1. A steel piling monitoring system is characterized by comprising a monitoring subnet, a control subnet and a central controller;

the central controller is respectively connected with the monitoring sub-network and the control sub-network; the monitoring subnet is used for collecting red steel images and extracting characteristic parameters based on the red steel images, and the central controller generates control commands according to the characteristic parameters sent by the monitoring subnet and sends the control commands to the control subnet; the monitoring subnet comprises a plurality of visible light monitoring nodes and a plurality of infrared monitoring nodes; and the control subnet is connected with external equipment, and the external equipment is controlled to be used for processing the steel piling accident site.

2. The steel pile monitoring system according to claim 1, wherein the monitoring sub-network and the central controller are in communication connection through a transmission protocol of TCP/IP.

3. The steel pile monitoring system of claim 2, wherein the control sub-network and the central controller are communicatively connected via a transmission protocol of an Ethercat industrial ethernet.
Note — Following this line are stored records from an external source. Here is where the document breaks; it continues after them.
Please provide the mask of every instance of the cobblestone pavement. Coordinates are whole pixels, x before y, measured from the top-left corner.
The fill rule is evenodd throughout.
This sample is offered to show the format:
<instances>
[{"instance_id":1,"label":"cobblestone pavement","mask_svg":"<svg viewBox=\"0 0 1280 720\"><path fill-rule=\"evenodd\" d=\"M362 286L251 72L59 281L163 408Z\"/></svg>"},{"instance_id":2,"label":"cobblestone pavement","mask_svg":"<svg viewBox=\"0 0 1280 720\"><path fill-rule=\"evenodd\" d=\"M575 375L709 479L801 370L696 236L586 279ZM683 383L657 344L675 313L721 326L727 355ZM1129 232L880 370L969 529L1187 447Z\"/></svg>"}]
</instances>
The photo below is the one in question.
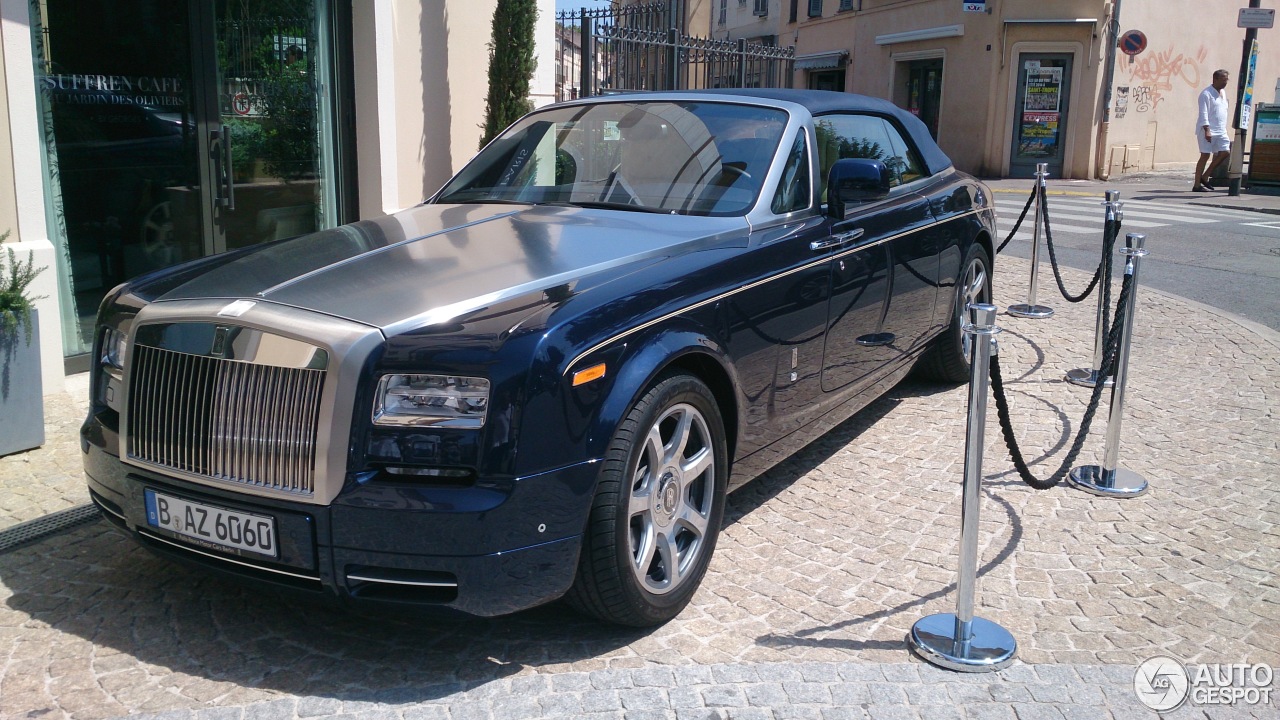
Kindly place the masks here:
<instances>
[{"instance_id":1,"label":"cobblestone pavement","mask_svg":"<svg viewBox=\"0 0 1280 720\"><path fill-rule=\"evenodd\" d=\"M1027 273L1000 260L1002 306ZM1000 357L1047 475L1088 397L1062 375L1092 356L1095 304L1061 300L1047 267L1040 287L1057 314L1002 315ZM997 674L903 642L954 609L965 424L965 388L908 381L731 496L703 587L656 629L557 605L354 615L175 566L102 522L0 552L0 717L1154 717L1132 689L1143 659L1280 666L1277 359L1273 333L1140 291L1120 460L1152 490L1135 499L1030 489L990 410L978 613L1020 645ZM0 528L86 501L74 405L50 403L44 448L0 458ZM1280 703L1172 714L1206 716Z\"/></svg>"}]
</instances>

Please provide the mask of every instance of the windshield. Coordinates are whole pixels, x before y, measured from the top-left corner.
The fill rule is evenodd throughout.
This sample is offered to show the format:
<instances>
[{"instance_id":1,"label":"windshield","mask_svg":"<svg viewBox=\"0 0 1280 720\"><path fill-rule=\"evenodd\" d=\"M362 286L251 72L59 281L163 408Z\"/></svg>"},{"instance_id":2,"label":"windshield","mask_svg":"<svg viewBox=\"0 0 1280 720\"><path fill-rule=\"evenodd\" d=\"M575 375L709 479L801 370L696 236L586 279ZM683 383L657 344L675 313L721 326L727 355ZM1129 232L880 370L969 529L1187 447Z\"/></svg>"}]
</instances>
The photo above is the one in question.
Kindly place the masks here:
<instances>
[{"instance_id":1,"label":"windshield","mask_svg":"<svg viewBox=\"0 0 1280 720\"><path fill-rule=\"evenodd\" d=\"M436 202L743 215L786 124L781 110L714 102L550 109L490 143Z\"/></svg>"}]
</instances>

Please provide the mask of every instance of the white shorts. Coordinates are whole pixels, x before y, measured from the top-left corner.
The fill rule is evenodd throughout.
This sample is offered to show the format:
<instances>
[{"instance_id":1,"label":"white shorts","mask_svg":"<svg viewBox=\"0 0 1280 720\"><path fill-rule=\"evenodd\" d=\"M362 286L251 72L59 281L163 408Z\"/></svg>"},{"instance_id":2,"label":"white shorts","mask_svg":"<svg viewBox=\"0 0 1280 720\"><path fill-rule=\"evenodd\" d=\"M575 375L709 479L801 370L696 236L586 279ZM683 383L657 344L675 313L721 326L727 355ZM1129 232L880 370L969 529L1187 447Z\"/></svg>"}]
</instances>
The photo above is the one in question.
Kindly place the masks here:
<instances>
[{"instance_id":1,"label":"white shorts","mask_svg":"<svg viewBox=\"0 0 1280 720\"><path fill-rule=\"evenodd\" d=\"M1200 132L1196 133L1196 139L1200 141L1202 153L1220 153L1231 149L1231 138L1226 135L1214 135L1212 140L1205 140L1204 133Z\"/></svg>"}]
</instances>

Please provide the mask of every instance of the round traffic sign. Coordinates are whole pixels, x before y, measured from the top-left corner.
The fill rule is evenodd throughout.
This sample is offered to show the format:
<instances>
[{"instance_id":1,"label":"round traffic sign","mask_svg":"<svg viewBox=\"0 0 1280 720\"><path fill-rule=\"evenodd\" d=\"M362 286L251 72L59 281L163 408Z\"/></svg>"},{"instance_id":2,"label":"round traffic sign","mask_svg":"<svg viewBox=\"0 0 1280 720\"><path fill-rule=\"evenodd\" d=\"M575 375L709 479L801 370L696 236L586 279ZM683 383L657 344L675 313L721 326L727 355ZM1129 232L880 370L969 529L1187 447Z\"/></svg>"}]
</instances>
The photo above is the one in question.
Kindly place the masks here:
<instances>
[{"instance_id":1,"label":"round traffic sign","mask_svg":"<svg viewBox=\"0 0 1280 720\"><path fill-rule=\"evenodd\" d=\"M1137 55L1147 49L1147 36L1141 30L1130 30L1120 36L1120 52Z\"/></svg>"}]
</instances>

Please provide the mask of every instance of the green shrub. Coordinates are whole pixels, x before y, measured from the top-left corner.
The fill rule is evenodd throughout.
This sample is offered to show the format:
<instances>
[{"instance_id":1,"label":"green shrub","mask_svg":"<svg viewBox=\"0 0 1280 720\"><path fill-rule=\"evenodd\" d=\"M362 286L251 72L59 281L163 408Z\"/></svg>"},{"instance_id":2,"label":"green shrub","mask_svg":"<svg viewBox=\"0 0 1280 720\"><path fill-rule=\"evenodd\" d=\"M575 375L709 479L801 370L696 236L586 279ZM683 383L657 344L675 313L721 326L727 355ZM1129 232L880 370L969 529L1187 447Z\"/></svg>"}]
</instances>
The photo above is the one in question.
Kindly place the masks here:
<instances>
[{"instance_id":1,"label":"green shrub","mask_svg":"<svg viewBox=\"0 0 1280 720\"><path fill-rule=\"evenodd\" d=\"M9 237L5 232L0 235L0 242ZM5 248L9 254L9 267L6 270L0 265L0 337L13 335L21 326L26 331L27 344L31 344L31 310L37 300L44 296L31 297L27 288L36 276L44 272L44 268L35 267L35 253L27 253L27 261L18 260L13 248Z\"/></svg>"},{"instance_id":2,"label":"green shrub","mask_svg":"<svg viewBox=\"0 0 1280 720\"><path fill-rule=\"evenodd\" d=\"M529 81L537 66L533 56L533 25L537 19L537 0L498 0L493 11L489 95L485 99L480 147L533 109Z\"/></svg>"}]
</instances>

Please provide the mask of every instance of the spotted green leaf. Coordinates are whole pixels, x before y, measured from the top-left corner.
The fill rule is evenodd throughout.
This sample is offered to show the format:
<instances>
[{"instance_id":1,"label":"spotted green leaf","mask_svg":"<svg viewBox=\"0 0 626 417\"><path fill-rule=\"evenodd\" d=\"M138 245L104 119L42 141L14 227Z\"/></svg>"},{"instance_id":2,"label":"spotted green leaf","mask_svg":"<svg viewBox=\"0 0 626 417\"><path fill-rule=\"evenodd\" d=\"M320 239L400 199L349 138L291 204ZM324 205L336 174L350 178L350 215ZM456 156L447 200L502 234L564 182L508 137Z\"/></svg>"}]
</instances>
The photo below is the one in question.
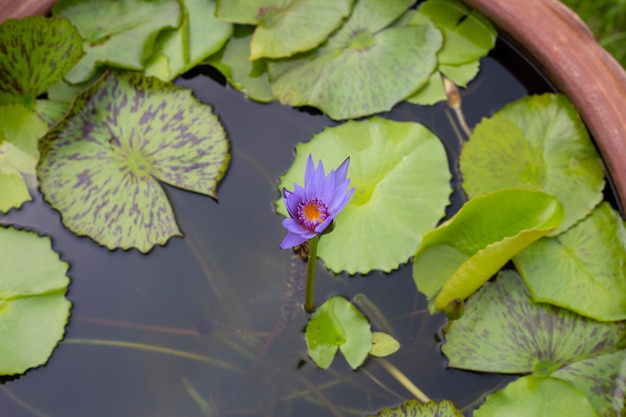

4. The steel stack monitoring system according to claim 3, wherein the central controller is an upper computer, and each visible light monitoring node is provided with a first lower computer and a high-speed industrial camera.

5. The steel stack monitoring system according to claim 4, wherein the central controller is an upper computer, and each infrared monitoring node is provided with a second lower computer and a far infrared imager.

6. The steel pile monitoring system according to claim 5, wherein the first lower computer and the second lower computer are industrial personal computers.

7. The reactor steel monitoring system of claim 6, wherein the field devices comprise a warning light and flying shears.

8. A method for monitoring steel pile, which is characterized by using the steel pile monitoring system as claimed in claim 7 for monitoring steel pile, and comprises the following steps:

acquiring the red steel image; wherein the red steel image comprises a visible light image collected by the high-speed industrial camera and an infrared light image collected by the far infrared imager;

carrying out image processing on the red steel image to obtain an image to be detected; the image processing comprises the steps of carrying out region-of-interest division and image segmentation processing on the red steel image;

carrying out steel piling phenomenon identification based on the image to be detected so as to determine a steel rolling area corresponding to the steel piling accident of the image to be detected;

and controlling the external equipment to carry out steel piling accident site treatment based on the steel piling phenomenon.

9. The method for monitoring the steel pile according to claim 8, wherein the step of identifying the steel pile-up phenomenon based on the image to be detected to determine the steel rolling area corresponding to the steel pile-up accident on the basis of the image to be detected comprises the following steps:

performing region boundary crossing detection on the image to be detected to obtain a first stacked steel phenomenon identification result;

detecting the arrival time of the image to be detected to obtain a second steel piling phenomenon identification result;

and determining a steel rolling area corresponding to the steel piling accident of the image to be detected based on the first steel piling phenomenon identification result and the second steel piling phenomenon identification result.

10. The method of monitoring steel pile up according to claim 9, characterized by further comprising:

obtaining the red steel shape characteristic information of the image to be detected;

and constructing a steel piling monitoring model by adopting a machine learning method based on the red steel shape characteristic information, the first steel piling phenomenon identification result and the second steel piling phenomenon identification result so as to predict the occurrence of steel piling accidents.